GenDiff: AI model slashes CT radiation by reconstructing ultra-low-dose scans
New diffusion model cuts radiation dose while preserving anatomical structures across unseen conditions.
GenDiff is a generalizable diffusion model designed for low-dose CT (LDCT) reconstruction. Traditional deep learning approaches are typically optimized for fixed dose levels or specific anatomical regions, limiting their clinical utility. The framework introduces a Dose-Anatomy Encoder that learns acquisition-aware embeddings from both radiation dose and anatomy. It then uses a dose- and anatomy-conditioned cold diffusion backbone for iterative refinement, coupled with a physics-consistency update that enforces fidelity to the CT forward model. A key innovation is the Structural Prior Refinement Module (SPRM), which preserves anatomical structures while suppressing dose-dependent artifacts like noise and streaks.
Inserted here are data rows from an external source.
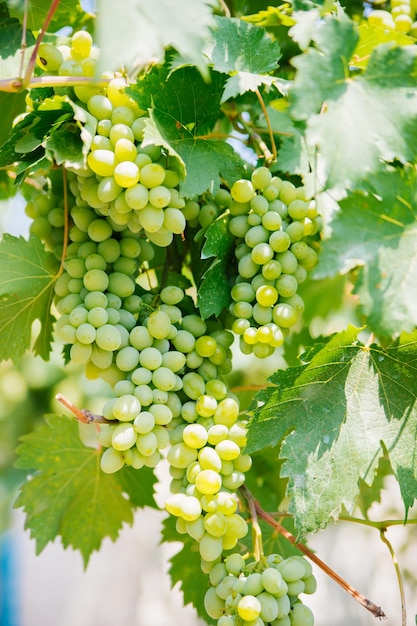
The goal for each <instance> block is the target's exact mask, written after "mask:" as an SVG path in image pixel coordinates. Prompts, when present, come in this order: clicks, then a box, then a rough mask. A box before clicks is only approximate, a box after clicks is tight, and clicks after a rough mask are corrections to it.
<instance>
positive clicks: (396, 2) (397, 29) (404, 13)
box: [368, 0, 417, 37]
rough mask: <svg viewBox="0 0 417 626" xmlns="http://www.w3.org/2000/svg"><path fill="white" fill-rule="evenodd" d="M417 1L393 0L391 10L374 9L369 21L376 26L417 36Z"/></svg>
mask: <svg viewBox="0 0 417 626" xmlns="http://www.w3.org/2000/svg"><path fill="white" fill-rule="evenodd" d="M416 12H417V2H416V1H415V0H391V2H390V10H389V11H387V10H384V9H373V10H372V11H370V13H369V15H368V21H369V23H370V24H374V25H375V26H381V27H384V28H393V29H395V30H397V31H398V32H400V33H404V34H409V35H412V36H413V37H417V22H416V21H415V20H416Z"/></svg>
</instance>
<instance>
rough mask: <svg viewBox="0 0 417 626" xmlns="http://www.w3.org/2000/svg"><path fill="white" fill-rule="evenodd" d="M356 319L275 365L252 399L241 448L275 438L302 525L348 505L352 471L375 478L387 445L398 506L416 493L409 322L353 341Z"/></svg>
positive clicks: (354, 476)
mask: <svg viewBox="0 0 417 626" xmlns="http://www.w3.org/2000/svg"><path fill="white" fill-rule="evenodd" d="M358 332H359V331H358V329H354V328H349V329H348V330H347V331H344V332H342V333H339V334H337V335H335V336H334V337H333V338H332V339H331V340H330V341H329V342H328V343H327V345H325V346H324V347H322V348H321V349H319V348H318V347H316V348H315V350H314V351H312V352H311V353H310V354H309V355H307V356H306V357H305V358H306V360H307V359H308V360H309V362H308V363H307V364H306V365H304V366H300V367H296V368H289V369H288V370H286V371H284V372H282V371H278V372H276V374H274V376H273V377H272V378H271V379H270V380H271V383H272V384H273V386H271V387H269V388H267V389H266V390H264V391H263V392H261V393H260V394H258V396H257V399H258V400H259V401H260V402H263V403H264V404H263V406H262V407H260V408H259V409H257V410H256V411H255V413H254V418H253V419H252V421H251V423H250V427H249V444H248V451H249V452H250V451H254V450H258V449H261V448H264V447H266V446H270V445H275V444H276V443H278V442H279V441H281V440H284V441H283V444H282V451H281V455H282V458H284V459H285V461H284V464H283V470H282V476H284V477H285V476H287V477H288V478H289V482H288V495H289V496H290V506H289V511H290V512H291V513H293V514H294V517H295V522H296V526H297V529H298V531H299V533H300V535H302V534H304V533H305V532H308V531H315V530H318V529H319V528H322V527H324V526H325V525H326V524H327V523H328V522H329V520H330V519H331V518H337V516H338V514H339V512H340V509H341V508H342V507H345V508H346V509H347V510H348V511H351V510H352V508H353V506H354V505H355V503H356V501H357V498H358V495H359V489H360V487H359V483H358V480H359V479H362V480H363V481H365V482H366V483H367V484H371V483H372V482H373V480H374V474H375V470H376V468H377V466H378V462H379V459H380V458H381V457H382V456H383V454H384V450H386V451H387V453H388V456H389V459H390V462H391V465H392V468H393V472H394V474H395V476H396V478H397V480H398V483H399V486H400V490H401V495H402V498H403V501H404V506H405V514H407V511H408V509H409V508H410V506H412V504H413V502H414V500H415V499H416V498H417V467H416V464H415V455H416V452H417V450H416V446H417V444H416V442H417V440H416V436H415V433H416V429H417V406H416V400H417V376H416V374H417V371H416V363H417V332H415V333H413V334H412V335H406V334H404V335H402V336H401V338H400V339H399V340H398V341H397V342H396V343H395V344H393V346H392V347H390V348H388V349H386V350H383V349H381V348H380V347H378V346H376V345H373V346H370V347H366V346H364V345H363V344H361V343H360V342H359V341H358Z"/></svg>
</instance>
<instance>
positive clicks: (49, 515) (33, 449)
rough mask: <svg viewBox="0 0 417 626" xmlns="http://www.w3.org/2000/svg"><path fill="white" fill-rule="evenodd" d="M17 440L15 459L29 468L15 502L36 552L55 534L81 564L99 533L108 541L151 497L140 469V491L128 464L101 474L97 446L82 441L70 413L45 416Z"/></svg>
mask: <svg viewBox="0 0 417 626" xmlns="http://www.w3.org/2000/svg"><path fill="white" fill-rule="evenodd" d="M22 441H23V443H22V444H21V445H20V446H19V448H18V452H19V454H20V458H19V459H18V462H17V465H18V467H20V468H24V469H29V470H35V473H34V475H33V476H32V477H31V478H30V479H29V480H28V481H27V482H26V483H25V484H24V485H23V486H22V487H21V489H20V492H19V495H18V498H17V500H16V506H17V507H23V508H24V510H25V512H26V524H25V525H26V528H28V529H30V531H31V535H32V537H33V538H34V539H35V540H36V551H37V553H39V552H41V551H42V550H43V549H44V548H45V546H46V545H47V544H48V543H49V542H50V541H53V540H54V539H55V538H56V537H57V536H60V537H61V538H62V542H63V545H64V547H69V546H71V547H72V548H74V549H76V550H79V551H80V552H81V554H82V557H83V560H84V563H85V565H86V564H87V563H88V560H89V558H90V556H91V554H92V552H94V551H95V550H98V549H99V548H100V545H101V543H102V540H103V539H104V538H105V537H110V539H112V540H113V541H114V540H115V539H116V538H117V536H118V534H119V531H120V529H121V527H122V525H123V523H128V524H131V523H132V522H133V510H134V507H135V506H145V505H147V504H152V503H153V500H152V495H151V492H152V485H153V482H154V477H153V474H151V473H150V472H147V473H146V472H145V474H144V475H141V478H142V480H144V481H146V488H145V487H142V490H141V491H138V488H137V481H138V480H140V477H139V472H138V478H137V480H136V479H135V480H134V481H133V482H132V476H131V475H130V472H131V470H129V469H128V470H127V472H128V475H127V476H123V472H124V470H121V474H120V477H121V478H119V474H116V475H114V474H111V475H109V474H104V473H103V472H102V471H101V469H100V452H99V450H97V449H95V448H87V447H85V446H84V445H83V444H82V442H81V440H80V437H79V432H78V425H77V423H76V422H75V421H74V420H72V419H68V418H65V417H58V416H56V415H55V416H48V417H47V418H46V423H45V424H42V425H41V426H39V427H38V428H36V429H35V430H34V431H33V432H32V433H30V434H28V435H24V437H22ZM125 493H127V494H128V496H130V497H125V495H124V494H125Z"/></svg>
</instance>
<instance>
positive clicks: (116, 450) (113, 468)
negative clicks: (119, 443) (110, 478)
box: [100, 448, 125, 474]
mask: <svg viewBox="0 0 417 626" xmlns="http://www.w3.org/2000/svg"><path fill="white" fill-rule="evenodd" d="M124 464H125V461H124V459H123V456H122V455H121V454H120V452H118V451H117V450H115V449H114V448H107V450H105V451H104V452H103V454H102V456H101V459H100V467H101V469H102V471H103V472H104V473H105V474H113V473H114V472H118V471H119V470H120V469H122V467H123V466H124Z"/></svg>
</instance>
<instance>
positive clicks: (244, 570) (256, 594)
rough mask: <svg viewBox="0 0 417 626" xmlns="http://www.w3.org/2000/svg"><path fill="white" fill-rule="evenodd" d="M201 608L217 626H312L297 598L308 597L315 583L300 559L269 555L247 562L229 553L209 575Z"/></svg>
mask: <svg viewBox="0 0 417 626" xmlns="http://www.w3.org/2000/svg"><path fill="white" fill-rule="evenodd" d="M209 580H210V587H209V589H208V590H207V592H206V594H205V599H204V605H205V608H206V611H207V613H208V615H209V616H210V617H211V618H213V619H216V620H217V626H266V625H268V626H313V625H314V617H313V613H312V612H311V609H310V608H309V607H308V606H307V605H305V604H304V603H303V602H302V601H301V600H300V597H299V596H300V594H301V593H304V594H312V593H314V592H315V590H316V586H317V583H316V579H315V577H314V575H313V573H312V568H311V565H310V563H309V562H308V561H307V560H306V559H305V558H304V557H301V556H290V557H288V558H286V559H283V558H282V557H281V556H280V555H279V554H270V555H269V556H268V557H266V558H263V559H261V560H259V561H248V562H246V561H245V559H244V558H243V557H242V556H241V555H240V554H239V553H232V554H230V555H229V556H227V557H226V559H224V561H222V562H220V563H217V564H216V565H214V566H213V567H212V569H211V570H210V572H209Z"/></svg>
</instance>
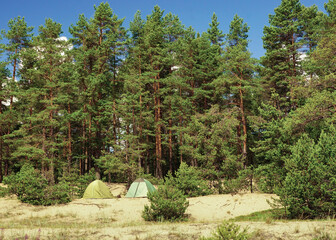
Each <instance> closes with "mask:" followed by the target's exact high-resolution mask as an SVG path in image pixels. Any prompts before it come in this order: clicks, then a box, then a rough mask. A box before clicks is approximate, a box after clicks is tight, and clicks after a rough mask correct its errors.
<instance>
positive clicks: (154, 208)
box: [142, 185, 189, 221]
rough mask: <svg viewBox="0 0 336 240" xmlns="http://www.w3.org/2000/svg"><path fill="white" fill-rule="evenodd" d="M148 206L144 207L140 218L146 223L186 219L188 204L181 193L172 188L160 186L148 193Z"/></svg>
mask: <svg viewBox="0 0 336 240" xmlns="http://www.w3.org/2000/svg"><path fill="white" fill-rule="evenodd" d="M147 197H148V199H149V201H150V206H148V205H145V208H144V211H143V212H142V217H143V218H144V219H145V220H146V221H181V220H184V219H185V218H186V216H185V211H186V209H187V207H188V206H189V202H188V201H187V199H186V197H185V196H184V195H183V193H182V192H181V191H180V190H178V189H176V188H174V187H173V186H168V185H164V186H160V187H159V189H158V191H155V192H152V193H148V195H147Z"/></svg>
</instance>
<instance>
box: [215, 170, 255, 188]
mask: <svg viewBox="0 0 336 240" xmlns="http://www.w3.org/2000/svg"><path fill="white" fill-rule="evenodd" d="M251 179H252V170H251V169H244V170H241V171H239V173H238V176H237V177H236V178H230V179H224V180H223V182H222V184H223V190H222V192H221V193H224V194H228V193H238V192H239V191H242V190H247V189H249V188H250V186H251Z"/></svg>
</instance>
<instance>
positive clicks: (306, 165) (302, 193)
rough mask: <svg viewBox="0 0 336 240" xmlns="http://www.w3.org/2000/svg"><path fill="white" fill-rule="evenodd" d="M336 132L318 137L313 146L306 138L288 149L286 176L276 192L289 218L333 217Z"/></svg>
mask: <svg viewBox="0 0 336 240" xmlns="http://www.w3.org/2000/svg"><path fill="white" fill-rule="evenodd" d="M335 141H336V129H334V128H332V129H331V133H328V134H327V133H324V132H322V133H321V136H320V138H319V140H318V142H317V143H315V142H314V140H312V139H311V138H309V137H308V136H307V135H303V137H302V138H301V139H299V141H298V142H297V143H296V144H295V145H294V146H293V147H292V149H291V150H292V155H291V156H290V158H289V159H287V161H286V162H285V168H286V170H287V171H288V174H287V176H286V178H285V181H284V183H283V186H282V187H281V188H278V189H276V193H277V194H278V195H279V197H280V203H281V204H282V205H283V207H285V208H286V209H287V211H288V213H289V217H290V218H302V219H306V218H325V217H328V216H335V214H336V192H335V189H336V146H335Z"/></svg>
The model was evaluated on multi-anatomy clinical datasets, unseen ultra-low-dose conditions, and out-of-distribution phantom and animal scans. Results show GenDiff consistently beats state-of-the-art CNN and diffusion-based methods in reconstruction quality while maintaining robustness across different dose levels, anatomical regions, and acquisition domains. This makes it a promising solution for practical low-dose CT imaging, potentially reducing patient radiation exposure without sacrificing diagnostic image quality.
- GenDiff jointly models continuous radiation dose and anatomy via a Dose-Anatomy Encoder and conditioned cold diffusion backbone.
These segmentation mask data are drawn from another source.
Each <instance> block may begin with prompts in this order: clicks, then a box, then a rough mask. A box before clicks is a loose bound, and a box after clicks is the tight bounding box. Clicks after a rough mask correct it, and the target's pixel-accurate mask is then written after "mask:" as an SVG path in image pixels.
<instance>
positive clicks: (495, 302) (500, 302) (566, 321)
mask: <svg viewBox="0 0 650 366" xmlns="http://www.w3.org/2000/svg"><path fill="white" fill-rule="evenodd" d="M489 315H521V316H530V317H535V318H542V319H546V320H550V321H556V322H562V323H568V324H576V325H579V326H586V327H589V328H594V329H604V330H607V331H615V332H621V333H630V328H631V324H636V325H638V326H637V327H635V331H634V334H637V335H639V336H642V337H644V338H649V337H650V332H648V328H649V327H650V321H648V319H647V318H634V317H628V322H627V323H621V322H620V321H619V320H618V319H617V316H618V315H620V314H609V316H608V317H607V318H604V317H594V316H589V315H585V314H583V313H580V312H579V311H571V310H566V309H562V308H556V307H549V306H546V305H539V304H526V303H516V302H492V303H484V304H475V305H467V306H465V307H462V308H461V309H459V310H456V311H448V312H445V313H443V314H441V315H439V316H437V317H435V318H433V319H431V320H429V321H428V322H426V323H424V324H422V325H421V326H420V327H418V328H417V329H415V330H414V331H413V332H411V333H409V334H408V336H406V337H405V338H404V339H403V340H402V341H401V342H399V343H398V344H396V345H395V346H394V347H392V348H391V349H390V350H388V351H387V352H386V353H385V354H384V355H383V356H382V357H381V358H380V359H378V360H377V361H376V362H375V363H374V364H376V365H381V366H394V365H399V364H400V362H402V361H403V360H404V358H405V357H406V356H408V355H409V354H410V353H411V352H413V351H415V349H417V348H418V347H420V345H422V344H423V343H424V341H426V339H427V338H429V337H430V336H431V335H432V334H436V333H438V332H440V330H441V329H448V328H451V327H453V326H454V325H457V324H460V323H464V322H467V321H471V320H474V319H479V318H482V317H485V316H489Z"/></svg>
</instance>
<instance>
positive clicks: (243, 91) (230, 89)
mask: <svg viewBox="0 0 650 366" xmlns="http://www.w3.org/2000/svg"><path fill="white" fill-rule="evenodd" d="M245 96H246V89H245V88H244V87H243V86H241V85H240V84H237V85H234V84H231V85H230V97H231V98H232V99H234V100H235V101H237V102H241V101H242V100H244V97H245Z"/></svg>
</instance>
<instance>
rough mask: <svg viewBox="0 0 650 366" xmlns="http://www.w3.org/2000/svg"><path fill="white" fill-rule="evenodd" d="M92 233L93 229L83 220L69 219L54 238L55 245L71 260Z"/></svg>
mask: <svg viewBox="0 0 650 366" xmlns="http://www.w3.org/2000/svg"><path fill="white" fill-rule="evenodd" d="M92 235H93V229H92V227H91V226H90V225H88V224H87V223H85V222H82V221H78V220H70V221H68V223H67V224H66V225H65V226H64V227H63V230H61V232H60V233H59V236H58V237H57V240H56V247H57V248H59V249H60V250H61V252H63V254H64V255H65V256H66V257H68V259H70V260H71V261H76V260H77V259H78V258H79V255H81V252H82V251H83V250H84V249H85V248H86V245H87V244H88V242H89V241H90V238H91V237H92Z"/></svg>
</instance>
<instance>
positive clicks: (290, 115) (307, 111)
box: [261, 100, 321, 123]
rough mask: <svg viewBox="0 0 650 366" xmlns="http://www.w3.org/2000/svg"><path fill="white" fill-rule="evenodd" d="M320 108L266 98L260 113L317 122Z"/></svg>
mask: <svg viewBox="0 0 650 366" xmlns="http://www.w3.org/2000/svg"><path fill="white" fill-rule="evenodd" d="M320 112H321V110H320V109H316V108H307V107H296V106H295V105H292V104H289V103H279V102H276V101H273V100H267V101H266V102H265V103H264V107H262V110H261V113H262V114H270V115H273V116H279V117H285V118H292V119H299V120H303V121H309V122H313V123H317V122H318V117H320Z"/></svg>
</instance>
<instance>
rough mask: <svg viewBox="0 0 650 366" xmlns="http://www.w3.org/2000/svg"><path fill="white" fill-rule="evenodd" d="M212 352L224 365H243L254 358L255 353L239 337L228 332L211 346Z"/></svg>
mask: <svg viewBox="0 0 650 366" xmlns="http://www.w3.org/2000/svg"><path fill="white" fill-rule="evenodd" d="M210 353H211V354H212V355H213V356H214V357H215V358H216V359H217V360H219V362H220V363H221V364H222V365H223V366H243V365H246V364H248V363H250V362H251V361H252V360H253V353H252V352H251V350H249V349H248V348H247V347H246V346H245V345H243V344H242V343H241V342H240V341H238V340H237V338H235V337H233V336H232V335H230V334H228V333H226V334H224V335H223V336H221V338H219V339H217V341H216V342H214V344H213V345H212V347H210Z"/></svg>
- Achieves superior reconstruction quality on multi-anatomy clinical datasets, unseen ultra-low-dose scans, and out-of-distribution phantom/animal data.
- Outperforms state-of-the-art CNN and diffusion methods, demonstrating strong generalization across dose levels and anatomical regions.
Why It Matters
Enables safer CT scans with lower radiation while maintaining diagnostic image quality across diverse clinical scenarios.